Session

DescriptionSimulations of physical phenomena consume a large fraction of computer time on existing supercomputing resources. Today, the challenge of scaling multiscale simulations is primarily addressed by brute-force search-and-sample techniques and are computationally expensive. Emerging Exascale architectures pose challenges for simulations such as efficient and scalable execution of complex workflows, concurrent execution of heterogeneous tasks and the robustness of algorithms on millions of processing cores, data and I/O parallelism, and fault tolerance. Therefore, incremental approaches that scale simulations will not be successful in achieving the throughput and utilization on such machines. Machine learning (ML) techniques can be integrated with system and application changes and give many orders of magnitude higher effective performance.
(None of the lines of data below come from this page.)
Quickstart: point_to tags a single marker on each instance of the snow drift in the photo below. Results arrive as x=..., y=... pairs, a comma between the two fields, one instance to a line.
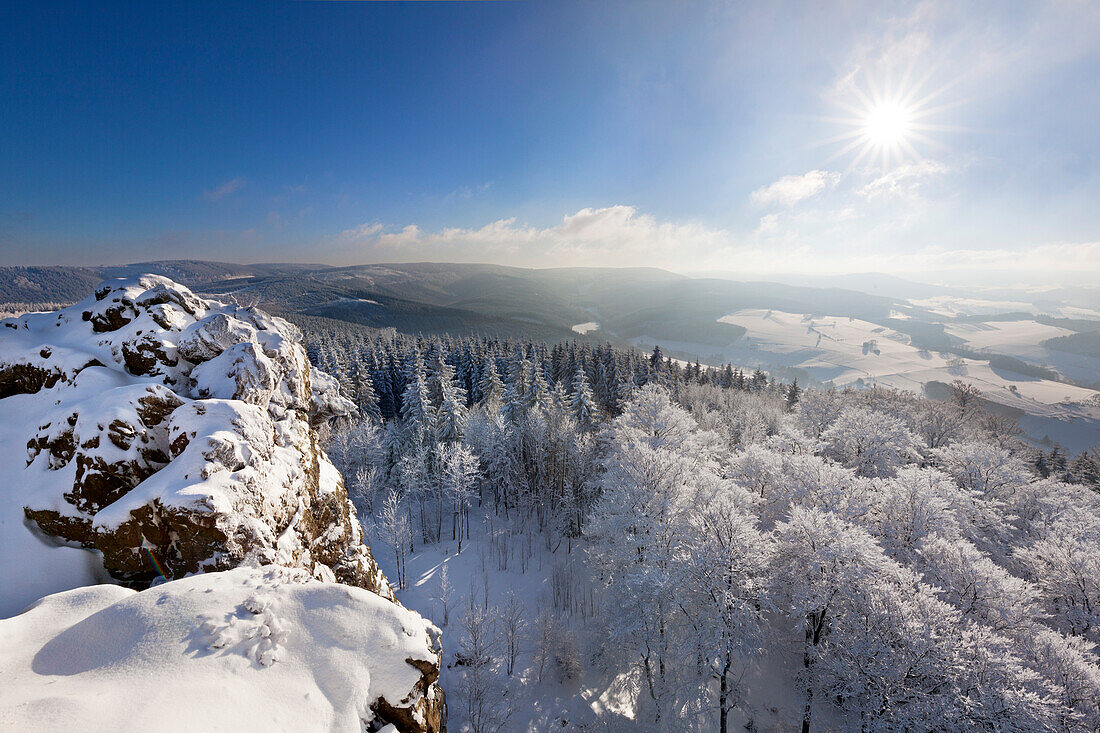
x=147, y=433
x=246, y=649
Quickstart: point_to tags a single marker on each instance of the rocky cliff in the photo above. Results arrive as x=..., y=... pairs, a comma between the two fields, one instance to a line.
x=177, y=436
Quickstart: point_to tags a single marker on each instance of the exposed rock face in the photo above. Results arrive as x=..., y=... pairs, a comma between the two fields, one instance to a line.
x=183, y=440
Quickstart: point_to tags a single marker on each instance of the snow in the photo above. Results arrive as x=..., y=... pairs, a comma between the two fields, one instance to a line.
x=949, y=305
x=245, y=649
x=32, y=564
x=851, y=351
x=1003, y=336
x=253, y=445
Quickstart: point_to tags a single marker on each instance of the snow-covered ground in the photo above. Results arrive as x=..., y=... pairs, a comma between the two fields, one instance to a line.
x=853, y=351
x=32, y=564
x=246, y=649
x=1001, y=336
x=523, y=566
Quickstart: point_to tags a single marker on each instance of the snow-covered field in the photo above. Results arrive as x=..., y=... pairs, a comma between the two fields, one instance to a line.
x=850, y=351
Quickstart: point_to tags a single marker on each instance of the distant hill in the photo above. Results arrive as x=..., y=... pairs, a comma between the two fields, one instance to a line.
x=627, y=303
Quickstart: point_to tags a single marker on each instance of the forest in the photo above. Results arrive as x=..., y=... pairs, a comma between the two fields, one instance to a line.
x=710, y=549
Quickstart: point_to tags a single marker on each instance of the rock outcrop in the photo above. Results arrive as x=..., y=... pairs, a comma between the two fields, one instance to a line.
x=182, y=439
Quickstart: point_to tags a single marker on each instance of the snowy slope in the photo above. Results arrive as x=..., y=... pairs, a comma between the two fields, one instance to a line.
x=851, y=351
x=246, y=649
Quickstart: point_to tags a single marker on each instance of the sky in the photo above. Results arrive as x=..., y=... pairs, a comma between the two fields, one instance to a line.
x=941, y=141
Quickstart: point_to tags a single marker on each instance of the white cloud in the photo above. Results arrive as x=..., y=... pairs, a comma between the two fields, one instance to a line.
x=620, y=236
x=224, y=189
x=791, y=189
x=904, y=179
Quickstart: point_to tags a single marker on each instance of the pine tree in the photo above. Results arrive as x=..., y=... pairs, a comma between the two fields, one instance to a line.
x=582, y=405
x=793, y=393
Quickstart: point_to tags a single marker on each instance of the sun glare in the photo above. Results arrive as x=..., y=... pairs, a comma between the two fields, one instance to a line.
x=887, y=124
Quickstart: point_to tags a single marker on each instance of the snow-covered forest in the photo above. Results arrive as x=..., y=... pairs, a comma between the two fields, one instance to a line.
x=618, y=540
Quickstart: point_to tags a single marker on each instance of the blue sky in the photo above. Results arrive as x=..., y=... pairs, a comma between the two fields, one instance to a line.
x=691, y=135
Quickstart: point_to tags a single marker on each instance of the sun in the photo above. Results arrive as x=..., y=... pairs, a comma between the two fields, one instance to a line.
x=888, y=123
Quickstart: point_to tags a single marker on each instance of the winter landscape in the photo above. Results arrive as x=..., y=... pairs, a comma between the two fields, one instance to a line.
x=408, y=368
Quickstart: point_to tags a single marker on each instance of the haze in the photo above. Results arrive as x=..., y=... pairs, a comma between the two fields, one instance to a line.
x=944, y=142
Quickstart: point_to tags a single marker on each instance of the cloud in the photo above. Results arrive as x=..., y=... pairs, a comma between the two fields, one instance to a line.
x=903, y=179
x=224, y=189
x=619, y=236
x=789, y=190
x=595, y=237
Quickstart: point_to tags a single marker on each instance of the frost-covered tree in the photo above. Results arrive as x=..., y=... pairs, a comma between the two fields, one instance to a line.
x=582, y=405
x=460, y=471
x=872, y=444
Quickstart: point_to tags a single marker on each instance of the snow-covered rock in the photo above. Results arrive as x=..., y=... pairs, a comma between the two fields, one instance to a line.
x=178, y=429
x=248, y=649
x=146, y=433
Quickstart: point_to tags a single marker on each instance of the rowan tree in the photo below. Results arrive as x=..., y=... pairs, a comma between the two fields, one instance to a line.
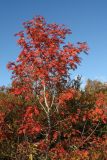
x=47, y=115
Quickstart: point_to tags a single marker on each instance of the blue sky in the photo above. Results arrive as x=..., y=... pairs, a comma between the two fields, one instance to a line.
x=86, y=18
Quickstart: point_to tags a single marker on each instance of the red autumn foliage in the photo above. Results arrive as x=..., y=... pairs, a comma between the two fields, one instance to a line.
x=44, y=114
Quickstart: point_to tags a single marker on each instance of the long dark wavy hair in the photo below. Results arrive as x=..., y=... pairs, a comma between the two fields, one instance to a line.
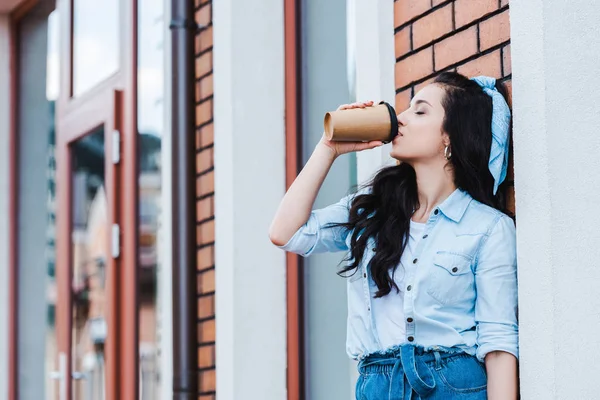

We term this convergence of high-performance computing (HPC) and ML methodologies/ practice as MLforHPC. Nowhere is the impact of MLforHPC methods likely to be greater than multiscale simulations in biological and material sciences, with early evidence suggesting several orders of magnitude improvement over traditional methods. Fueled by advances in statistical algorithms and runtime systems, ensemble-based methods have overcome some of the limitations of traditional monolithic simulations. Furthermore, integrating ML approaches with such ensemble methods holds even greater promise in overcoming performance barriers and enabling simulations of complex multiscale phenomena.